Strange Brouhaha

Friday, December 31, 2004

"no diet"

Ordinarily, I like the magazine "real simple." But then I saw the February issue, which promised its readers the "no-diet diet." In other words, the "let's-restrict-calories-and-call-it-not-dieting" diet. The arrogance of this camp, which is one of the Big Three (cut fat/cut calories/cut carbs), is mindboggling. "Just be *sensible*!" they write, in what one can only hear as a snotty tone of voice. "Weight control is *simple*! Just *eat moderate portions* and *exercize*! There's *nothing else to it*!" Right, which is why the nation is getting fatter each year.

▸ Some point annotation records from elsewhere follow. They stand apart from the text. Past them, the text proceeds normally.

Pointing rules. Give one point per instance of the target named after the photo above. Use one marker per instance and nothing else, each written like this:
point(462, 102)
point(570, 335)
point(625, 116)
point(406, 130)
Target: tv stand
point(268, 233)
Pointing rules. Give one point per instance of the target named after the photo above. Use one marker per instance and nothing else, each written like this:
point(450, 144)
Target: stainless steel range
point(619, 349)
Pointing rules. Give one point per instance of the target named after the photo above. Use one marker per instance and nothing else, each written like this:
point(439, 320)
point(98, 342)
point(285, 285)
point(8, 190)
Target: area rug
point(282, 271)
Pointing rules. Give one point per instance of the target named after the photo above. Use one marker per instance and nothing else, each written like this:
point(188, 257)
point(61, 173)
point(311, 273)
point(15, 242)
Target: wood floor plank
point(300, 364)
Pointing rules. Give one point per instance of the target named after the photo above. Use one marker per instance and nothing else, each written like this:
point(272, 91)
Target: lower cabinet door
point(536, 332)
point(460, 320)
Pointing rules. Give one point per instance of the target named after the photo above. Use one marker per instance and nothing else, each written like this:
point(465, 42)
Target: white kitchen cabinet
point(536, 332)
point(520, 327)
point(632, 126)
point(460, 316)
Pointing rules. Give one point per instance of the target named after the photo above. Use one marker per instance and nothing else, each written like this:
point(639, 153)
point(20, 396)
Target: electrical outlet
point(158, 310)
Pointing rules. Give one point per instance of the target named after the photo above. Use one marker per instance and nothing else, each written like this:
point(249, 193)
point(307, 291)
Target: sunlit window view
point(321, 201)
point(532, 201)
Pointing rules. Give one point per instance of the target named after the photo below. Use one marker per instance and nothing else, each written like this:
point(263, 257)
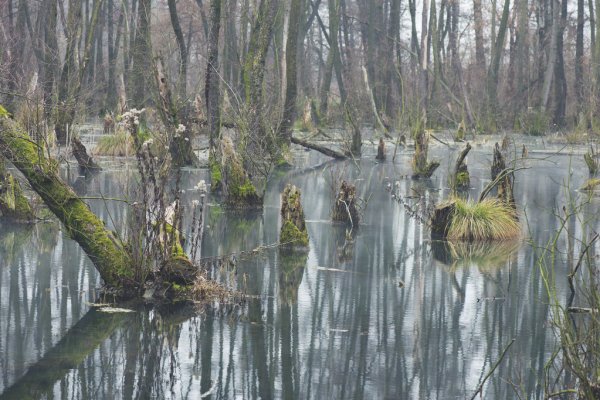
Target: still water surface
point(391, 315)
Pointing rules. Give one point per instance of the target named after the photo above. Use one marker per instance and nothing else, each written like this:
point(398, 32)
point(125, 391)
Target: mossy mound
point(239, 190)
point(293, 230)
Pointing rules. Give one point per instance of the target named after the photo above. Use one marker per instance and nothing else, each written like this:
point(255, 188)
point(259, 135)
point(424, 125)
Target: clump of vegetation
point(534, 122)
point(485, 255)
point(239, 190)
point(489, 219)
point(293, 230)
point(591, 184)
point(592, 161)
point(119, 144)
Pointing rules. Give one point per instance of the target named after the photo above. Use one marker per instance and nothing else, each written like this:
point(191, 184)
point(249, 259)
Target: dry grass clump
point(118, 145)
point(490, 219)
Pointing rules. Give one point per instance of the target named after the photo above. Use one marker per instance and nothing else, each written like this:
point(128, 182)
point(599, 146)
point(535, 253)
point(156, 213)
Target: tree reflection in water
point(392, 316)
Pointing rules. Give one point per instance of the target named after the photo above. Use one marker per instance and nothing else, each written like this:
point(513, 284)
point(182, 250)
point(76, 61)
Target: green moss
point(3, 112)
point(463, 180)
point(591, 184)
point(105, 250)
point(215, 175)
point(291, 234)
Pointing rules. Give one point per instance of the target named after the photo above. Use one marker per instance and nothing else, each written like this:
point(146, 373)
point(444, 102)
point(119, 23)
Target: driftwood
point(293, 228)
point(502, 178)
point(345, 208)
point(85, 161)
point(324, 150)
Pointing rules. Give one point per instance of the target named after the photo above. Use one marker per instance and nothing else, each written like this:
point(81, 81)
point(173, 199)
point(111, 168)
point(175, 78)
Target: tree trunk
point(105, 250)
point(291, 70)
point(579, 92)
point(183, 56)
point(492, 76)
point(142, 56)
point(14, 206)
point(478, 26)
point(211, 88)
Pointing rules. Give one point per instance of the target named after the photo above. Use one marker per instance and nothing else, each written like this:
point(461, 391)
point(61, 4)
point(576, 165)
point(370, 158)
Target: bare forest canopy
point(531, 65)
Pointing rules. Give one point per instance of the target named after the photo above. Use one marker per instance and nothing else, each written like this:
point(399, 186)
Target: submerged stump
point(345, 208)
point(85, 161)
point(462, 179)
point(235, 183)
point(293, 228)
point(505, 184)
point(422, 167)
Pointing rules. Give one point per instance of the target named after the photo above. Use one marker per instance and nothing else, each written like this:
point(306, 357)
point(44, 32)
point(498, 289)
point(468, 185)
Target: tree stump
point(293, 228)
point(441, 219)
point(422, 168)
point(345, 208)
point(85, 161)
point(505, 186)
point(462, 179)
point(235, 183)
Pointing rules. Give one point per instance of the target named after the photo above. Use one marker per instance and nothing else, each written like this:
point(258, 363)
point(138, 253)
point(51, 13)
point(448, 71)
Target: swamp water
point(392, 315)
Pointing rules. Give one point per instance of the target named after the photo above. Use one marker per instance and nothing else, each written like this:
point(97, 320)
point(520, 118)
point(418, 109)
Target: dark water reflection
point(391, 315)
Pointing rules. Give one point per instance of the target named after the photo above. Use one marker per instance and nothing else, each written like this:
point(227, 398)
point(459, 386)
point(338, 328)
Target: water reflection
point(384, 314)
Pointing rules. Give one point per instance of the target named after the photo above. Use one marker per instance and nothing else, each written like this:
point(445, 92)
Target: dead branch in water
point(324, 150)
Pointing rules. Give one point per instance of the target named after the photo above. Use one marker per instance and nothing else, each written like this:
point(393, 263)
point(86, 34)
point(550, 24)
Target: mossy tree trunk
point(345, 208)
point(381, 150)
point(505, 186)
point(254, 65)
point(14, 206)
point(422, 168)
point(105, 250)
point(293, 228)
point(462, 179)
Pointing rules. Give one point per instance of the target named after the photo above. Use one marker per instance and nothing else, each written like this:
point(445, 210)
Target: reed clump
point(490, 219)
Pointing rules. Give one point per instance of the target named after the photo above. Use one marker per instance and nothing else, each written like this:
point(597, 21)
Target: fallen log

It boggled my mind to read this article. "This is not a diet. Here's our food pyramid and our portion guide." If you're cutting your steak to make sure it's about the size of a deck of cards, I've got news for you: you're dieting. If you're thinking, "Have I eaten my six cup-your-hands-together portions of whole grains today?", you're dieting. Not dieting looks like this: you eat. What you want. When you want. In blissful ignorance of what portion size it is and what function it serves in rounding out your nutritional intake. Paying attention to your hunger signals, drinking water at meals, and keeping count of cookies, with the vague intention of not eating "too many" (which you determine largely by instinct), is allowed. But that's about it.

Is it simple? Well. Ask the women of Ireland and Italy, traditionally poor countries where traditionally people walked everywhere and worked hard, where the women traditionally were fat by middle age. Ask them how "simple" weight control is.

Non-overweight people who strut around talking about how "simple" it is to "eat sensibly" are like rich people: by and large, they are totally blind to the advantages they've had (like killer genes). So they look down on everyone else, assuming that, but for a little know-how and willpower, they too could be sleek and/or upscale (and funny how those two tend to go together). Grrrr.